Шарить по ящикам стола при моих соседях я не решаюсь: не хочется потом выслушивать новые нравоучения, поэтому понуро бреду в столовую. Придется ждать следующего урока, чтобы заглянуть в журнал.


* * *

Фортуна — штука переменчивая. То она сопровождает тебя, как верный друг, то отворачивается и уходит к кому угодно другому, а тебе достается только ее безучастная спина.

После столовой я влетаю в класс первым, послушно сижу и наблюдаю за журналом, как хищник в засаде. Тот лежит на учительском столе и не думает убегать, как и полагается неодушевленным предметам.

Весь урок я послушно внимаю оперным пассажам Дивы, даже даю пару ответов, отчего она одаривает меня одобрительным взглядом своих убийственно раскрашенных глаз, а со звонком я срываюсь с места и подбегаю к учительскому столу.

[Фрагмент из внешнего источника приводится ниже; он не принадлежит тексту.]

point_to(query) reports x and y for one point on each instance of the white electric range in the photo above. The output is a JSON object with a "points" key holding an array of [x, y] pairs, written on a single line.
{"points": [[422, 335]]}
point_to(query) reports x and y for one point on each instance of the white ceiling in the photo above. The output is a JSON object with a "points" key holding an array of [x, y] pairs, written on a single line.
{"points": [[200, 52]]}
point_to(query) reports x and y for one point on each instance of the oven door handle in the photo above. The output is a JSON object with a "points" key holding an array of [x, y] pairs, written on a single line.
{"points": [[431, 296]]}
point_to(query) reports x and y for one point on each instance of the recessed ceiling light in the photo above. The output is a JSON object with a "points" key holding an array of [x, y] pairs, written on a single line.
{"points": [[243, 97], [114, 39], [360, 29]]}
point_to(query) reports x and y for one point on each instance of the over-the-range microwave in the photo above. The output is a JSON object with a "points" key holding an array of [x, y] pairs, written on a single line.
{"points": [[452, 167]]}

Классный журнал удивительным образом умудряется куда-то пропасть, пока я отвожу от него взгляд на минуту, чтобы собрать свои вещи.

— Вы что-то хотели, молодой человек? — обращается ко мне Дива, заранее осуждая мой недоуменный вид.

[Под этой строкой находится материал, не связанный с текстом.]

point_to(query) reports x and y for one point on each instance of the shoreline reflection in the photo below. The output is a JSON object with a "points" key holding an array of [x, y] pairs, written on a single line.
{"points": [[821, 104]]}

— Я… эм… простите, я могу узнать свою оценку за урок? — спрашиваю первое, что приходит в голову. По боевой раскраске Дивы пробегает волна подозрительности.

— Все у вас хорошо. Хотя уверена, что вы можете посвящать учебе больше времени и отвечать более вдумчиво, — получаю нравоучительную арию.

— Я понимаю. И все-таки можно я посмотрю оценку?

— Где вы ее собираетесь смотреть?

— В журнале. В том, что лежал у вас на столе.

— Учительский стол — для учителя, молодой человек. Я же не лезу копаться в ваших вещах! — Голос Дивы начинает угрожающе набирать силу. — Все-таки ваше воспитание оставляет желать лучшего!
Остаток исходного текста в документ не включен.